If a package fails to unpack, it will be marked failed with the broker and discarded.
Optionally the packages can be compressed before transport.
Broker¶
The broker collects task packages from the django instances and queues them for pick up by a cluster. If the broker supports message receipts, it will keep a copy of the tasks around until a cluster acknowledges the processing of the task. Otherwise it is put back in the queue after a timeout period. This ensure at-least-once delivery. Most failed deliveries will be the result of a worker or the cluster crashing before the task was saved.
Note
When the ack_failures option is set to False
(the default), a task is
considered a failed delivery when it raises an Exception
. Set
this option to True
to acknowledge failed tasks as successful.
Pusher¶
The pusher process continuously checks the broker for new task packages. It checks the signing and unpacks the task to the internal Task Queue. The amount of tasks in the Task Queue can be configured to control memory usage and minimize data loss in case of a failure.
Worker¶
A worker process pulls a task of the Task Queue and it sets a shared countdown timer with Sentinel indicating it is about to start work. The worker then tries to execute the task and afterwards the timer is reset and any results (including errors) are saved to the package. Irrespective of the failure or success of any of these steps, the package is then pushed onto the Result Queue.
Monitor¶
The result monitor checks the Result Queue for processed packages and saves both failed and successful packages to the Django database or cache backend. If the broker supports it, a delivery receipt is sent. In case the task was part of a chain, the next task is queued.
Sentinel¶
The sentinel spawns all process and then checks the health of all workers, including the pusher and the monitor. This includes checking timers on each worker for timeouts. In case of a sudden death or timeout, it will reincarnate the failing processes. When a stop signal is received, the sentinel will halt the pusher and instruct the workers and monitor to finish the remaining items. See Stop procedure
Timeouts¶
Before each task execution the worker sets a countdown timer on the sentinel and resets it again after execution. Meanwhile the sentinel checks if the timers don’t reach zero, in which case it will terminate the worker and reincarnate a new one.
Scheduler¶
Twice a minute the scheduler checks for any scheduled tasks that should be starting.
- Creates a task from the schedule
- Subtracts 1 from
django_q.Schedule.repeats
- Sets the next run time if there are repeats left or if it has a negative value.
Stop procedure¶
When a stop signal is received, the sentinel exits the guard loop and instructs the pusher to stop pushing. Once this is confirmed, the sentinel pushes poison pills onto the task queue and will wait for all the workers to exit. This ensures that the task queue is emptied before the workers exit. Afterwards the sentinel waits for the monitor to empty the result queue and the stop procedure is complete.

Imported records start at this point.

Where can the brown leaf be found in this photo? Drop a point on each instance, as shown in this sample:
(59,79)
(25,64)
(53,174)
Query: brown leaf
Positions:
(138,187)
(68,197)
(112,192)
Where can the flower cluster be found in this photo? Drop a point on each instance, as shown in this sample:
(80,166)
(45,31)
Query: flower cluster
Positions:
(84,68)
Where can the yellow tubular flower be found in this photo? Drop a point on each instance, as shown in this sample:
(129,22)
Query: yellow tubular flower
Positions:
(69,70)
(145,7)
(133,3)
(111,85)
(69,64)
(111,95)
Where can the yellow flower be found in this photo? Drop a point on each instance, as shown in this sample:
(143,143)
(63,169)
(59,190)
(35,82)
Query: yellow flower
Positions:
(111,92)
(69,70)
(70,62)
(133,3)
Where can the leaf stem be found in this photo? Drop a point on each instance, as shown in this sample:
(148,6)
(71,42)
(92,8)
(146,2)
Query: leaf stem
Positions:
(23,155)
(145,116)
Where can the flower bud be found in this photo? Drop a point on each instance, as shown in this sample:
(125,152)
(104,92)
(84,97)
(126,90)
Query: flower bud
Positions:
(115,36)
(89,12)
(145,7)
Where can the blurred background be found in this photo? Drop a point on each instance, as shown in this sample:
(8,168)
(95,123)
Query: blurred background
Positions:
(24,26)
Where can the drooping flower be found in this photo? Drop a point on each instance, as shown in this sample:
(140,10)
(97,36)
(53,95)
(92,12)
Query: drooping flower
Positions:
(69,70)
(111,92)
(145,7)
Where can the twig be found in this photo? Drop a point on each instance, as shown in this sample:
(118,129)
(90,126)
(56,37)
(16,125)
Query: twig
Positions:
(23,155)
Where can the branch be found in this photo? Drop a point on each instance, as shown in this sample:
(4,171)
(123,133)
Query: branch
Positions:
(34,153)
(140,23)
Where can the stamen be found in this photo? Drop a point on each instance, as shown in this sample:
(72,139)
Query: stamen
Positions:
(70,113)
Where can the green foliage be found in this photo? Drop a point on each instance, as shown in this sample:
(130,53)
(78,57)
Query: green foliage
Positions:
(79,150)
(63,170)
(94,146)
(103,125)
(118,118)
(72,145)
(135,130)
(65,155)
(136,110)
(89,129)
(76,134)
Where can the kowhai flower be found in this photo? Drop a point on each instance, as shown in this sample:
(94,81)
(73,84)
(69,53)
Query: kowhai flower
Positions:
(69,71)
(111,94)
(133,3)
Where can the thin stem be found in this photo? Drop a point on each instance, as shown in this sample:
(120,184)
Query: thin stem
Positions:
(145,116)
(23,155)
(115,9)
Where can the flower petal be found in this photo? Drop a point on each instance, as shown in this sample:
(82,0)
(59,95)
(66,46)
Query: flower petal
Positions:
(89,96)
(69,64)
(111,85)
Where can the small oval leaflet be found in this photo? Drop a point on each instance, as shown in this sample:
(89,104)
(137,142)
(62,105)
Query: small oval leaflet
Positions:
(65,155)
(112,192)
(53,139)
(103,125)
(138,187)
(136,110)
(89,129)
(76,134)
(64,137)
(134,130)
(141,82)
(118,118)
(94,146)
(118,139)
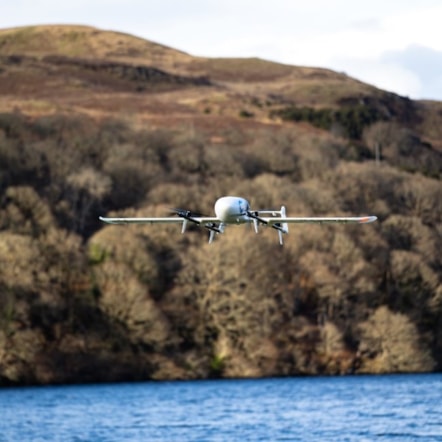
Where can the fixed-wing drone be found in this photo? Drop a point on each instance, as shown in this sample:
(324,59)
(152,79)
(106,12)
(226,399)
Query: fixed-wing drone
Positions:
(236,210)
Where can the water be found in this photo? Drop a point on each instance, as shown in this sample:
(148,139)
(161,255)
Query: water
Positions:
(362,408)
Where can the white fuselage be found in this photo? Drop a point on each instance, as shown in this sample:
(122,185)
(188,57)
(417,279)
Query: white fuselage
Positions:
(232,210)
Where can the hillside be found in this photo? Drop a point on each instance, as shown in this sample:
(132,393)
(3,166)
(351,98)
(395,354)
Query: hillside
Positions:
(95,122)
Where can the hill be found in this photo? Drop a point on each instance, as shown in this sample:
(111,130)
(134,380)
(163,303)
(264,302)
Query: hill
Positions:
(95,122)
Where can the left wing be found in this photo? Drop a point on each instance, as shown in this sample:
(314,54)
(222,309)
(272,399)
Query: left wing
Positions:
(319,220)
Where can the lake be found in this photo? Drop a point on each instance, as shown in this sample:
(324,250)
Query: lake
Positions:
(350,408)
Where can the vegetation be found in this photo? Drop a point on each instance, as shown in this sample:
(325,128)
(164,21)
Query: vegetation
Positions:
(80,301)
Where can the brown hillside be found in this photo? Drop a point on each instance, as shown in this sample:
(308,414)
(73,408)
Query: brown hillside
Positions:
(95,122)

- Send stop event to pusher
- Wait for pusher to exit
- Put poison pills in the Task Queue
- Wait for all the workers to clear the queue and stop
- Put a poison pill on the Result Queue
- Wait for monitor to process remaining results and exit
- Signal that we have stopped
Warning
If you force the cluster to terminate before the stop procedure has completed, you can lose tasks or results still being held in memory. You can manage the amount of tasks in a clusters memory by setting the queue_limit.